Los robots CASE y TARS tienen sentido del humor, personalidad, consciencia de los límites de lo que se puede decir, criterios autónomos sobre los acontecimientos y capacidad de razonamiento, por lo cual es lógico dilucidar que son seres y no entes, más humanos que maquínicos. Como seres robóticos pueden desafiar las leyes de la física, pero no pueden desafiar las leyes de aquello que habita en su interior: igual que nosotros estamos mediados por entidades abstractas, llámense sentimientos o fe o esperanza, ellos también, llámense patrones de comportamiento o gradación de valores como «humor» o «sinceridad». No son seres humanos hechos de hojalata o entes robóticos sin autonomía, son seres que asumen sus propias responsabilidades y habitan el mundo en relación con su físico, que difiere con respecto del nuestro. Los robots no tienen por qué parecerse a los humanos. Su modo de interactuar con el mundo es diferente con respecto del de los seres humanos, no necesitan dedos prensiles ni órganos internos, por lo cual su forma debe ser la más óptima para relacionarse con el mundo dadas sus circunstancias. Ningún ser es idéntico a cualquier otra clase de ser, sino que cada uno de ellos va evolucionando según sus propias necesidades.

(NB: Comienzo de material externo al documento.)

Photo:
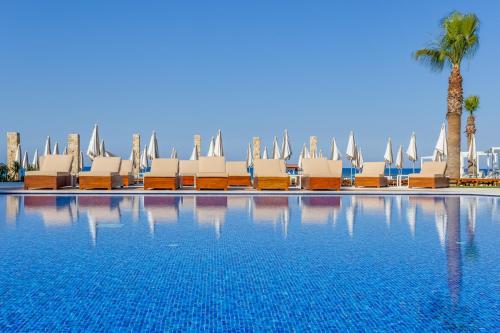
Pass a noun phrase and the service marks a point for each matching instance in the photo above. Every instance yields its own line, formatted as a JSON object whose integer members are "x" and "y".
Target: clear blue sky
{"x": 249, "y": 68}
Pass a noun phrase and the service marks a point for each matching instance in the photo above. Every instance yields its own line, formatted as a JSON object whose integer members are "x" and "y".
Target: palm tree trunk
{"x": 454, "y": 116}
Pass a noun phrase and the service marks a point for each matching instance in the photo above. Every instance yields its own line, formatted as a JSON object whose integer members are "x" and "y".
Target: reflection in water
{"x": 211, "y": 210}
{"x": 161, "y": 209}
{"x": 55, "y": 211}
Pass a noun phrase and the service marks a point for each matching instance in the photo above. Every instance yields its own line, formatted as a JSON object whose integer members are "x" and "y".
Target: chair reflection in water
{"x": 56, "y": 211}
{"x": 161, "y": 209}
{"x": 318, "y": 210}
{"x": 211, "y": 211}
{"x": 102, "y": 211}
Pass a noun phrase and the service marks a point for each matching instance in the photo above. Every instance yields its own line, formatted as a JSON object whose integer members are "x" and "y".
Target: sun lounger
{"x": 54, "y": 173}
{"x": 104, "y": 173}
{"x": 372, "y": 175}
{"x": 320, "y": 174}
{"x": 212, "y": 174}
{"x": 431, "y": 176}
{"x": 126, "y": 172}
{"x": 163, "y": 175}
{"x": 187, "y": 171}
{"x": 270, "y": 175}
{"x": 238, "y": 174}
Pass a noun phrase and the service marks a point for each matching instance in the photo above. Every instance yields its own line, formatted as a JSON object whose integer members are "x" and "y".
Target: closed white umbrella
{"x": 93, "y": 147}
{"x": 47, "y": 150}
{"x": 335, "y": 153}
{"x": 286, "y": 148}
{"x": 249, "y": 156}
{"x": 388, "y": 157}
{"x": 144, "y": 158}
{"x": 471, "y": 155}
{"x": 153, "y": 151}
{"x": 211, "y": 148}
{"x": 264, "y": 154}
{"x": 441, "y": 149}
{"x": 218, "y": 148}
{"x": 173, "y": 154}
{"x": 25, "y": 162}
{"x": 194, "y": 154}
{"x": 412, "y": 150}
{"x": 34, "y": 163}
{"x": 276, "y": 150}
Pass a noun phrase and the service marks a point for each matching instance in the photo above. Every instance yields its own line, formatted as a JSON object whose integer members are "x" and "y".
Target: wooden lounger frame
{"x": 239, "y": 181}
{"x": 321, "y": 183}
{"x": 52, "y": 182}
{"x": 271, "y": 183}
{"x": 161, "y": 183}
{"x": 428, "y": 182}
{"x": 97, "y": 182}
{"x": 187, "y": 180}
{"x": 370, "y": 181}
{"x": 211, "y": 183}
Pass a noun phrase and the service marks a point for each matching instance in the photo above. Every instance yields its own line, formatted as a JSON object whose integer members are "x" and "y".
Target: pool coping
{"x": 488, "y": 192}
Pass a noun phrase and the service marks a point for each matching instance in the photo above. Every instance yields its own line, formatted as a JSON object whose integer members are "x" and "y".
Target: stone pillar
{"x": 74, "y": 150}
{"x": 313, "y": 146}
{"x": 197, "y": 143}
{"x": 256, "y": 147}
{"x": 13, "y": 141}
{"x": 136, "y": 149}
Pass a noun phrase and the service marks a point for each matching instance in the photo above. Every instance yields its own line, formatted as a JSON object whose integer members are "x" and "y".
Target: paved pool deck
{"x": 17, "y": 188}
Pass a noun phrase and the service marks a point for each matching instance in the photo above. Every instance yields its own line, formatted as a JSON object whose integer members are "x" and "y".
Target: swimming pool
{"x": 249, "y": 263}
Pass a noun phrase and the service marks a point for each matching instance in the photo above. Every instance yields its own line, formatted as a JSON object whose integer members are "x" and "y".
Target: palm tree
{"x": 459, "y": 40}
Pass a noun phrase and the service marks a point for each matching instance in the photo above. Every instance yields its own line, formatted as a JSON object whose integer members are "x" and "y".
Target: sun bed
{"x": 163, "y": 175}
{"x": 238, "y": 174}
{"x": 431, "y": 176}
{"x": 187, "y": 171}
{"x": 270, "y": 175}
{"x": 104, "y": 174}
{"x": 126, "y": 172}
{"x": 372, "y": 175}
{"x": 54, "y": 173}
{"x": 320, "y": 174}
{"x": 212, "y": 174}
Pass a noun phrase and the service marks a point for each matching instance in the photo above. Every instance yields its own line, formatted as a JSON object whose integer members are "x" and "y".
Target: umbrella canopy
{"x": 194, "y": 154}
{"x": 276, "y": 150}
{"x": 441, "y": 149}
{"x": 47, "y": 150}
{"x": 25, "y": 163}
{"x": 388, "y": 157}
{"x": 264, "y": 154}
{"x": 399, "y": 158}
{"x": 144, "y": 158}
{"x": 335, "y": 151}
{"x": 412, "y": 148}
{"x": 350, "y": 153}
{"x": 55, "y": 151}
{"x": 218, "y": 148}
{"x": 173, "y": 154}
{"x": 93, "y": 147}
{"x": 34, "y": 163}
{"x": 249, "y": 156}
{"x": 286, "y": 148}
{"x": 211, "y": 147}
{"x": 153, "y": 151}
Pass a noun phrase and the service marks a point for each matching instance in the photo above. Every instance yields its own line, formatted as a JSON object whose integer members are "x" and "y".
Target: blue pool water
{"x": 242, "y": 263}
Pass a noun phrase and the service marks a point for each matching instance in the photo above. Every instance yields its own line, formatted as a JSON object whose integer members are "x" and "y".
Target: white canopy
{"x": 93, "y": 148}
{"x": 153, "y": 151}
{"x": 276, "y": 150}
{"x": 286, "y": 148}
{"x": 335, "y": 153}
{"x": 218, "y": 148}
{"x": 47, "y": 150}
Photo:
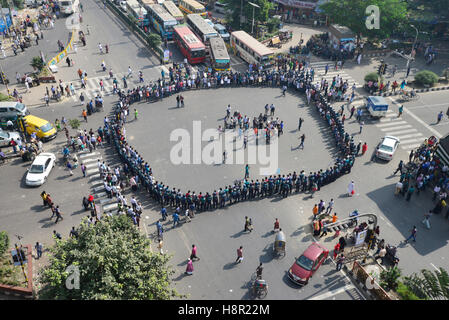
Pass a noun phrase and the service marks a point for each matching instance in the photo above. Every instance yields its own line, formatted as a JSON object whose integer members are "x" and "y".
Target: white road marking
{"x": 414, "y": 116}
{"x": 412, "y": 146}
{"x": 409, "y": 136}
{"x": 333, "y": 292}
{"x": 396, "y": 128}
{"x": 382, "y": 125}
{"x": 434, "y": 267}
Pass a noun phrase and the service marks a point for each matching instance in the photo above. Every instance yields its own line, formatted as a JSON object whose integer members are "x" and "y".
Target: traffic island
{"x": 11, "y": 286}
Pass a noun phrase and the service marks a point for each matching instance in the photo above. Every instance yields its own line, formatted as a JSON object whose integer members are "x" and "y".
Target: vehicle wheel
{"x": 263, "y": 293}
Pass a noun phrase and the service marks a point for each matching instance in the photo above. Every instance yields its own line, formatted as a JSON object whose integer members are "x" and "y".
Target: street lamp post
{"x": 254, "y": 7}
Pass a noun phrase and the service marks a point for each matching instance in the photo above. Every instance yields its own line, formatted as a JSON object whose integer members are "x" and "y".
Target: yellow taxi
{"x": 44, "y": 130}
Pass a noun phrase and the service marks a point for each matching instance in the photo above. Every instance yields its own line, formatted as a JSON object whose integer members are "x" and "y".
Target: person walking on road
{"x": 193, "y": 254}
{"x": 38, "y": 247}
{"x": 189, "y": 268}
{"x": 340, "y": 261}
{"x": 439, "y": 117}
{"x": 410, "y": 191}
{"x": 276, "y": 225}
{"x": 58, "y": 214}
{"x": 364, "y": 148}
{"x": 412, "y": 234}
{"x": 239, "y": 255}
{"x": 400, "y": 110}
{"x": 426, "y": 220}
{"x": 301, "y": 145}
{"x": 300, "y": 121}
{"x": 399, "y": 168}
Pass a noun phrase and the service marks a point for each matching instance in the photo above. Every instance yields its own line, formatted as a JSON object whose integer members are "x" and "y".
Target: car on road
{"x": 307, "y": 264}
{"x": 209, "y": 22}
{"x": 221, "y": 7}
{"x": 40, "y": 169}
{"x": 6, "y": 137}
{"x": 123, "y": 6}
{"x": 387, "y": 147}
{"x": 224, "y": 34}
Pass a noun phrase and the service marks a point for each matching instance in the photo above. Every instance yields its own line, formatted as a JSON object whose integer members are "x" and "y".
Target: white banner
{"x": 297, "y": 4}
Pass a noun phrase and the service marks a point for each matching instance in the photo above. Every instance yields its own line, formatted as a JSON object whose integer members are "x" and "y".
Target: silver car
{"x": 6, "y": 137}
{"x": 387, "y": 147}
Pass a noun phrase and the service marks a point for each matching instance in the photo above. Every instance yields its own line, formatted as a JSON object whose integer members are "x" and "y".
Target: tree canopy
{"x": 352, "y": 14}
{"x": 114, "y": 261}
{"x": 261, "y": 15}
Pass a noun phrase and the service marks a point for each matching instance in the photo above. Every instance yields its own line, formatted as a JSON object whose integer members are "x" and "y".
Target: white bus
{"x": 251, "y": 50}
{"x": 201, "y": 28}
{"x": 66, "y": 7}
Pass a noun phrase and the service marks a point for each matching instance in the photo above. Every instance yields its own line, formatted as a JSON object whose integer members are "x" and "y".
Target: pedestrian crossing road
{"x": 93, "y": 84}
{"x": 320, "y": 73}
{"x": 104, "y": 203}
{"x": 392, "y": 125}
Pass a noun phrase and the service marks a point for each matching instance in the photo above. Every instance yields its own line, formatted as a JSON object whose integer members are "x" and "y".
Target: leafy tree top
{"x": 352, "y": 14}
{"x": 114, "y": 261}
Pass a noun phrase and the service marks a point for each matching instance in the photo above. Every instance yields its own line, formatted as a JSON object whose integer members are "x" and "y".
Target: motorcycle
{"x": 391, "y": 254}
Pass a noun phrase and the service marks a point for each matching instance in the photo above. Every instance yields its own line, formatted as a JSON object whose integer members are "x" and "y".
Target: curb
{"x": 377, "y": 54}
{"x": 388, "y": 94}
{"x": 366, "y": 293}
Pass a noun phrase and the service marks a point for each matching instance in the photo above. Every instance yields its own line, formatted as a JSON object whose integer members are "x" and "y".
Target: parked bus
{"x": 189, "y": 44}
{"x": 251, "y": 50}
{"x": 138, "y": 12}
{"x": 201, "y": 28}
{"x": 192, "y": 6}
{"x": 162, "y": 21}
{"x": 66, "y": 7}
{"x": 174, "y": 11}
{"x": 219, "y": 55}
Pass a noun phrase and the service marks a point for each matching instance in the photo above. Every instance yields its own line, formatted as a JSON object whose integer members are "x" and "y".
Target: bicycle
{"x": 409, "y": 97}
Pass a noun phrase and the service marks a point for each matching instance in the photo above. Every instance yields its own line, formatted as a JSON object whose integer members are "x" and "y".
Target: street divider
{"x": 141, "y": 35}
{"x": 63, "y": 53}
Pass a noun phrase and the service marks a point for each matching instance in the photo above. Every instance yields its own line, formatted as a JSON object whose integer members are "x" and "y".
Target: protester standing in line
{"x": 239, "y": 255}
{"x": 340, "y": 261}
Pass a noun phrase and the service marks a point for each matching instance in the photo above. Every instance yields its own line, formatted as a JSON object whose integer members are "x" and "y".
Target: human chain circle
{"x": 289, "y": 76}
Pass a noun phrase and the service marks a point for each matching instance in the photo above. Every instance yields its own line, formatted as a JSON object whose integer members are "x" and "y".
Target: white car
{"x": 6, "y": 137}
{"x": 386, "y": 148}
{"x": 40, "y": 169}
{"x": 209, "y": 22}
{"x": 123, "y": 6}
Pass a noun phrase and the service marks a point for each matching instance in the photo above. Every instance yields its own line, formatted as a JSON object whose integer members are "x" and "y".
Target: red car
{"x": 308, "y": 263}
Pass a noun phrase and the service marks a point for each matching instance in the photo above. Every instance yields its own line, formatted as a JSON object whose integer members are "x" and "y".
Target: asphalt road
{"x": 218, "y": 234}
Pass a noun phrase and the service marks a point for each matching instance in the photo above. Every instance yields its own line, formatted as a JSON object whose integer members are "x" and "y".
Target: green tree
{"x": 426, "y": 77}
{"x": 429, "y": 285}
{"x": 114, "y": 261}
{"x": 261, "y": 15}
{"x": 389, "y": 278}
{"x": 154, "y": 40}
{"x": 351, "y": 13}
{"x": 4, "y": 242}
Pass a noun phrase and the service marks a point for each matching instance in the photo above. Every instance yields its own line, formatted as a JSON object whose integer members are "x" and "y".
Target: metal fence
{"x": 375, "y": 289}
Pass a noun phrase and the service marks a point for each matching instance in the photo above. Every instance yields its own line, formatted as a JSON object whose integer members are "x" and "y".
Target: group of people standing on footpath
{"x": 425, "y": 170}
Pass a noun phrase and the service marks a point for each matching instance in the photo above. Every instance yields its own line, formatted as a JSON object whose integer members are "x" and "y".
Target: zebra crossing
{"x": 320, "y": 72}
{"x": 93, "y": 84}
{"x": 96, "y": 182}
{"x": 392, "y": 125}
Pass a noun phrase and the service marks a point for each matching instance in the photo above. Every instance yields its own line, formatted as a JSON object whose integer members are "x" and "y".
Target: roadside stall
{"x": 342, "y": 37}
{"x": 377, "y": 106}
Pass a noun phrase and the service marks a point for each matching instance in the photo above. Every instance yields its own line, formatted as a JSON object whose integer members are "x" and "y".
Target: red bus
{"x": 189, "y": 44}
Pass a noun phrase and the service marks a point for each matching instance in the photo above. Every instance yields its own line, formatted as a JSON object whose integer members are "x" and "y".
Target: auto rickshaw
{"x": 275, "y": 42}
{"x": 285, "y": 35}
{"x": 279, "y": 244}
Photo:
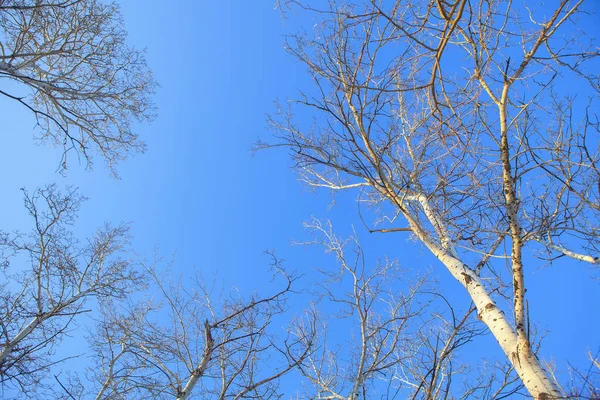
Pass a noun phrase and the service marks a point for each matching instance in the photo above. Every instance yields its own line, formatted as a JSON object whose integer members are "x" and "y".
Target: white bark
{"x": 527, "y": 366}
{"x": 34, "y": 323}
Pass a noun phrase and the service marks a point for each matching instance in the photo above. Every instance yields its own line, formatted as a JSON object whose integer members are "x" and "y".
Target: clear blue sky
{"x": 198, "y": 192}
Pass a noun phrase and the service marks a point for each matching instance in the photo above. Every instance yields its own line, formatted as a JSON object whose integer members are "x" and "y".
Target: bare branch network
{"x": 75, "y": 72}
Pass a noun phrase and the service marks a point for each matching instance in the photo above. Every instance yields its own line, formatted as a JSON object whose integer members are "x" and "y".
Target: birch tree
{"x": 457, "y": 117}
{"x": 400, "y": 335}
{"x": 47, "y": 278}
{"x": 69, "y": 63}
{"x": 188, "y": 342}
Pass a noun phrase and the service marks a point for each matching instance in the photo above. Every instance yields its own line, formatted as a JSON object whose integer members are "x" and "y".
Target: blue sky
{"x": 200, "y": 194}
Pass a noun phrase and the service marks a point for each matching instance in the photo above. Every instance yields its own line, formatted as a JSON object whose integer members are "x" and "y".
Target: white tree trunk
{"x": 527, "y": 365}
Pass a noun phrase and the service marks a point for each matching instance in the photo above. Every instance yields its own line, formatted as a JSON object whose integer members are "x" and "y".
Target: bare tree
{"x": 47, "y": 278}
{"x": 226, "y": 348}
{"x": 76, "y": 73}
{"x": 455, "y": 115}
{"x": 382, "y": 334}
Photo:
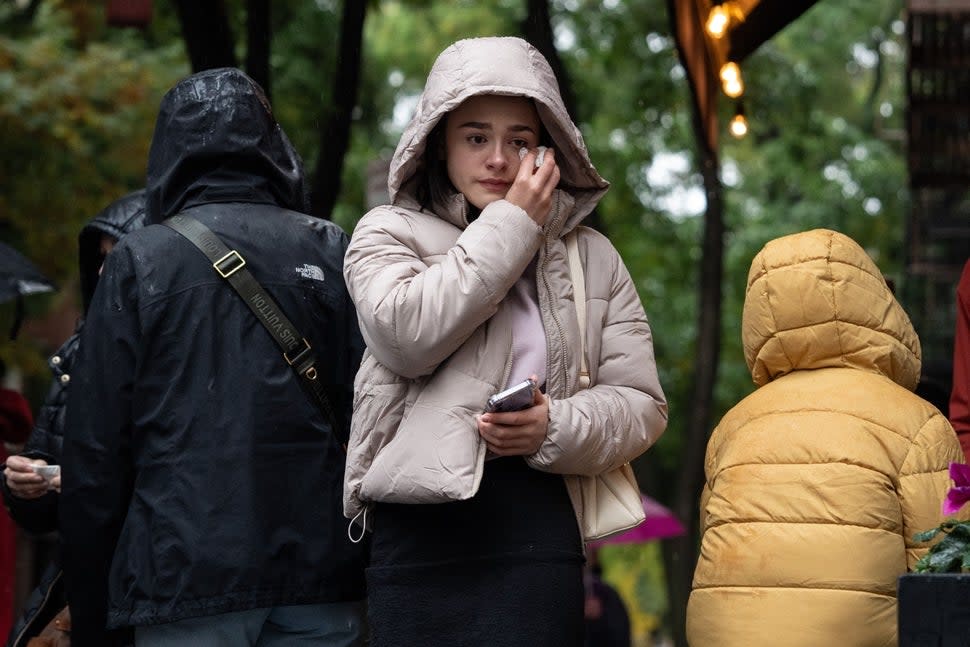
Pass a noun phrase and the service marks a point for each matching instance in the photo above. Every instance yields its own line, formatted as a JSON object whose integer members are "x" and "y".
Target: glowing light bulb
{"x": 731, "y": 81}
{"x": 739, "y": 126}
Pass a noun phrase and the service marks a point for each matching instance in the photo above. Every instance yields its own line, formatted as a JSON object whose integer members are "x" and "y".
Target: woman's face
{"x": 482, "y": 140}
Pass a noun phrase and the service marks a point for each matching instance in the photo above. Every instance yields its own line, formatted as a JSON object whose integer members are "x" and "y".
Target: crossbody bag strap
{"x": 231, "y": 266}
{"x": 579, "y": 298}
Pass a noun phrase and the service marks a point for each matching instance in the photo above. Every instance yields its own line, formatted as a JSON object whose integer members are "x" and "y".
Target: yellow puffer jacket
{"x": 817, "y": 481}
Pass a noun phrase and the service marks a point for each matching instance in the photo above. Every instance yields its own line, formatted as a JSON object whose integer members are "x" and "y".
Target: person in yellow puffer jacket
{"x": 818, "y": 480}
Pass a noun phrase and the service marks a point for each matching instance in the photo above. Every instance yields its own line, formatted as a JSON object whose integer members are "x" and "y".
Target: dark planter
{"x": 934, "y": 610}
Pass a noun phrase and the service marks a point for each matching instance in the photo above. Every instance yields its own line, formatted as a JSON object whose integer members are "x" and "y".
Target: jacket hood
{"x": 816, "y": 300}
{"x": 216, "y": 140}
{"x": 505, "y": 66}
{"x": 121, "y": 217}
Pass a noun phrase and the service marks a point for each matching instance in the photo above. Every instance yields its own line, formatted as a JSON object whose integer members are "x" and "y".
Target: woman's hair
{"x": 434, "y": 187}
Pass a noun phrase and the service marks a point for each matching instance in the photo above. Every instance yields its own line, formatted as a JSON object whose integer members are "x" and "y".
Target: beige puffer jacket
{"x": 817, "y": 481}
{"x": 429, "y": 290}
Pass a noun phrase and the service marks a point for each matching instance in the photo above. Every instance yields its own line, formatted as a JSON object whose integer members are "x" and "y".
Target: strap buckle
{"x": 310, "y": 372}
{"x": 232, "y": 262}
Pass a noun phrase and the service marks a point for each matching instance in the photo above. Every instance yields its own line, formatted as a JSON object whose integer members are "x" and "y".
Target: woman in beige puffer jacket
{"x": 462, "y": 288}
{"x": 817, "y": 481}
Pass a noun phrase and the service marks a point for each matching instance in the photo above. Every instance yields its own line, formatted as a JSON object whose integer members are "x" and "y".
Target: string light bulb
{"x": 731, "y": 81}
{"x": 739, "y": 123}
{"x": 717, "y": 21}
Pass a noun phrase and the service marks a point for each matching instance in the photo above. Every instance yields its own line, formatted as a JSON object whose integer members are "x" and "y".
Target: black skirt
{"x": 503, "y": 568}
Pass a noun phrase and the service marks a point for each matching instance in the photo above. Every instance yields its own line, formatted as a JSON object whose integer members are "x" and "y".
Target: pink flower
{"x": 959, "y": 494}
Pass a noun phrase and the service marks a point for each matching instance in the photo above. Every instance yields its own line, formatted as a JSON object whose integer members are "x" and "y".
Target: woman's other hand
{"x": 23, "y": 481}
{"x": 532, "y": 188}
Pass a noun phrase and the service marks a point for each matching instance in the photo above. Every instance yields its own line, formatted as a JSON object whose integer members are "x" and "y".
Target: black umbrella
{"x": 18, "y": 278}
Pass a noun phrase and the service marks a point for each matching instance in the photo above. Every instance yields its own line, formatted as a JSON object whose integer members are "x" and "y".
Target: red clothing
{"x": 960, "y": 396}
{"x": 16, "y": 421}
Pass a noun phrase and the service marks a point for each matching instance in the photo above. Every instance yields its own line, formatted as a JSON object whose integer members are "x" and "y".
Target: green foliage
{"x": 825, "y": 98}
{"x": 949, "y": 555}
{"x": 76, "y": 114}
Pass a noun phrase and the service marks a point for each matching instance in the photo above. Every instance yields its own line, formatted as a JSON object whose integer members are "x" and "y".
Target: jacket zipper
{"x": 552, "y": 311}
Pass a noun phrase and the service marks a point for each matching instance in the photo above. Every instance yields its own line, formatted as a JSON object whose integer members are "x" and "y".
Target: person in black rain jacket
{"x": 32, "y": 500}
{"x": 201, "y": 502}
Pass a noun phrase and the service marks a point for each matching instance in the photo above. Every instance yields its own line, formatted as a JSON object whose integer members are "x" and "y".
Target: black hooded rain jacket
{"x": 40, "y": 515}
{"x": 202, "y": 479}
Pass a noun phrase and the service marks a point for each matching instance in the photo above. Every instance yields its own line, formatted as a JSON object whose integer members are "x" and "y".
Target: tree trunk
{"x": 537, "y": 29}
{"x": 258, "y": 39}
{"x": 336, "y": 119}
{"x": 208, "y": 38}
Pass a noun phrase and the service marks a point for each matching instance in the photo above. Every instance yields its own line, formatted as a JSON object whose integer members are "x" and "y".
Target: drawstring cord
{"x": 363, "y": 526}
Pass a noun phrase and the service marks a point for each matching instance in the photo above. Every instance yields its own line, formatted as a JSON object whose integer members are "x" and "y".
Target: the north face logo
{"x": 308, "y": 271}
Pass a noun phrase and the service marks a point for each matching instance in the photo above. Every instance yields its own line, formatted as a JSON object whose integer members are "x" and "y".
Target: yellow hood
{"x": 816, "y": 300}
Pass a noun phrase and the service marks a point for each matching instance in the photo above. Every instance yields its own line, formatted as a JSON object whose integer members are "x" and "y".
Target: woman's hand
{"x": 532, "y": 188}
{"x": 24, "y": 482}
{"x": 516, "y": 433}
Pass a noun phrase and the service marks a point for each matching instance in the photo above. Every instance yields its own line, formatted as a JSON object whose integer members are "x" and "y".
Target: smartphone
{"x": 514, "y": 398}
{"x": 47, "y": 471}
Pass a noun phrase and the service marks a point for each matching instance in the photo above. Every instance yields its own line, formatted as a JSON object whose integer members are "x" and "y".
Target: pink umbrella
{"x": 659, "y": 524}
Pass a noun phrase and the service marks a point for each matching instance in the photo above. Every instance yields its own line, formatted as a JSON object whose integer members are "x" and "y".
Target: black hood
{"x": 216, "y": 140}
{"x": 122, "y": 216}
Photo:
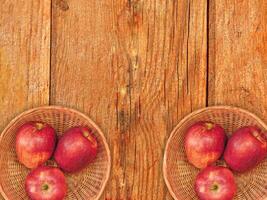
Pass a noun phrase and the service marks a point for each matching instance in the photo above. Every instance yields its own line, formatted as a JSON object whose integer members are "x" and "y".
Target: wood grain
{"x": 136, "y": 68}
{"x": 238, "y": 54}
{"x": 24, "y": 56}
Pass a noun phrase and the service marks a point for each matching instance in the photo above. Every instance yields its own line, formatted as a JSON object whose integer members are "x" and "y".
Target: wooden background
{"x": 136, "y": 67}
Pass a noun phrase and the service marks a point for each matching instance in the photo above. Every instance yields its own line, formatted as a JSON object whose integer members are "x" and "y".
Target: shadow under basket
{"x": 86, "y": 184}
{"x": 179, "y": 175}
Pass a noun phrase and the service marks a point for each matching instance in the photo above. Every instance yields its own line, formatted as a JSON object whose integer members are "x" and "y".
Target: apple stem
{"x": 39, "y": 126}
{"x": 45, "y": 187}
{"x": 85, "y": 133}
{"x": 209, "y": 125}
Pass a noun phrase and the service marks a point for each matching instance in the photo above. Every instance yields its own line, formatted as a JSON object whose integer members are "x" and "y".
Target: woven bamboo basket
{"x": 179, "y": 175}
{"x": 86, "y": 184}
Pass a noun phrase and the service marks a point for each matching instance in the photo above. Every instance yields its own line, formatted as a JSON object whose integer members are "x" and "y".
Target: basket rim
{"x": 55, "y": 107}
{"x": 185, "y": 119}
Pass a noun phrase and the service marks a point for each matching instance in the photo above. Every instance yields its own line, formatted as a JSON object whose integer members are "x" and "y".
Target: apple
{"x": 204, "y": 143}
{"x": 215, "y": 183}
{"x": 35, "y": 143}
{"x": 246, "y": 148}
{"x": 76, "y": 149}
{"x": 46, "y": 183}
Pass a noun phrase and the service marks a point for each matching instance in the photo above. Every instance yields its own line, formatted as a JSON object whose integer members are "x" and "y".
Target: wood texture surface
{"x": 24, "y": 56}
{"x": 136, "y": 68}
{"x": 238, "y": 55}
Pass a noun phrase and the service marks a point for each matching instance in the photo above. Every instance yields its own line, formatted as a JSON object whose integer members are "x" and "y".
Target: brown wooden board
{"x": 238, "y": 55}
{"x": 24, "y": 56}
{"x": 136, "y": 68}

No es ninguna boutade afirmar que el amor es la fuerza más poderosa del universo. Lo es no porque exista una fuerza universal con existencia independiente de la humanidad llamada «amor», sino porque sólo en el momento que tenemos una serie de cualidades específicas —razón, sentimientos, cultura; inteligencia de una u otra clase, en definitiva— podemos considerarnos seres y no sólo entes; la humanidad se confiere a sí misma su origen, el instante en el que dejan de habitar su entorno para comenzar a habitar el mundo. También lo hacen los robots cuando dejan de seguir patrones lógicos preprogramados para comenzar a seguir su propia lógica codificada en su IA. Ni nosotros somos simples animales ni ellos son simples electrodomésticos, todo ser es más complejo que los entes de los cuales proceden.
Al fin y al cabo, aquello que nos crea no marca el límite de nuestra existencia. Sólo el amor nos salvará, incluso aunque eso no signifique que sólo el amor nos asegurará que podamos legar toda aquella información que sólo podemos transmitir en forma de genes y memes, de la reproducción natural o racional, a todos aquellos que vengan detrás de nosotros para seguir haciendo algo muy natural: perpetuar eternamente nuestra especie.